Wrist pain can cause death for several reasons and so it is very much essential to be aware of the perfect measure by means of which this pain can be prevented. It might happen that while brushing your teeth in the morning, you face a wrist pain due to incorrect wrist movement. You might also face the same situation at the time of chopping carrots in your kitchen for cooking purposes. So, the reason might be anything but you must take proper care regarding the positioning of your wrist. Sprain or fracture can sometimes be the cause of severe wrist pains which mainly causes due to injury. The sportsmen often suffer from this problem, especially the bowlers as there is a great role of the wrist in bowling. Therefore, you must follow the best methods of getting wrist relief with exercises.
Primary exercises for reliving wrist pain
• Wrist stretches are considered as one of the most useful and essential wrist exercises that are highly effective for relieving the unwanted wrist pain from any reason like injury, sprain, fracture or others. These stretches can be easily practiced at home just by making your wrist hang over the table edge where your forearm has been supported. After that, you must practice downward and upward wrist bending at a slow pace for the purpose of thorough wrist stretching and this method needs to be continued for at least 10 times at one single stretch. You can also make side-to-side movement of your wrist slowly for making the stretch more impactful.
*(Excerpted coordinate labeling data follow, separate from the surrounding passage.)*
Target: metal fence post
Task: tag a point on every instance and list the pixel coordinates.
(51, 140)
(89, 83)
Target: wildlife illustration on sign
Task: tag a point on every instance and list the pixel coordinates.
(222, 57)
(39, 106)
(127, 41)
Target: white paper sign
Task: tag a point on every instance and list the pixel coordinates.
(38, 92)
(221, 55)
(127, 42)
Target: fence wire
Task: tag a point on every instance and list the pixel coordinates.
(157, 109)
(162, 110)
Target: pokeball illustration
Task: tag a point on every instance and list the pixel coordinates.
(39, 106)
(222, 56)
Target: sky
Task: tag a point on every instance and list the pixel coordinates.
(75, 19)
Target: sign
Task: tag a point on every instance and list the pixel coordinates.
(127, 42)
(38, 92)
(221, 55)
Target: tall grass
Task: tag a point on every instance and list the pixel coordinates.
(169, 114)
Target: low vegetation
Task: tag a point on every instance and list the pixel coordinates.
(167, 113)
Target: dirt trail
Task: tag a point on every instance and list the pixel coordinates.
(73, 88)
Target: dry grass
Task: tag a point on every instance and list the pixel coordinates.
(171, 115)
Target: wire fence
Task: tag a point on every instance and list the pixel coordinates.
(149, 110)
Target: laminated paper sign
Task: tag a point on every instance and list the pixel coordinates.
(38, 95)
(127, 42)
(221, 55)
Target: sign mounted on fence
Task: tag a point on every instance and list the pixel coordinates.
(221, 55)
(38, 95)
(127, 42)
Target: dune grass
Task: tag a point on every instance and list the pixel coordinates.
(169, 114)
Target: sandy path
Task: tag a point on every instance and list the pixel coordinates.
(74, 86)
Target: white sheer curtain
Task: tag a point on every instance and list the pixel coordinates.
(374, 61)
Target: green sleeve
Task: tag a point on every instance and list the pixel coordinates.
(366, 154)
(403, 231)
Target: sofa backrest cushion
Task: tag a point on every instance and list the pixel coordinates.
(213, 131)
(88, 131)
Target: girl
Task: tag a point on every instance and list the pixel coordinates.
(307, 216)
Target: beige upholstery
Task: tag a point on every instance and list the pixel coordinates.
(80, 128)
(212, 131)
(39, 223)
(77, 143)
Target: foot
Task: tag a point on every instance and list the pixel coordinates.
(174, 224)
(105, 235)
• The prayer stretch can be regarded as one of the most popular ones which are mainly included within yoga forms of exercises. This particular wrist exercise mainly includes the folding of your palms as if you are doing a prayer to god. In this way, gentle wrist stretch can be easily created by means of lowering the wrist with elbows out. You must hold back this specific position fort minimum 10 minutes and after that you can return back to the old position for coming into this stretch form once gain and thus needs to be continued for at least 10 times.
• Opposite-hand stretch is also quite easy to follow and thus it is getting practiced by maximum fellows who are suffering tremendously from wrist pain. In this case, the opposite hand needs to be pressed back in a downward position. The fingers must be directed towards the room floor and you must hold the concerned position for at least 15 minutes.
• Tennis-ball wrist exercises are also quite popular these days and you can easily practice the same by means of squeezing the ball hard and this needs to be repeated at least for 10 times.
• Extension and flexion exercises are mainly practiced with the help of dumbbells and they are quite easy to practice.
• Rubber-band exercises for forearm involves the puling of the rubber band with hands which is wrapped into your fingers.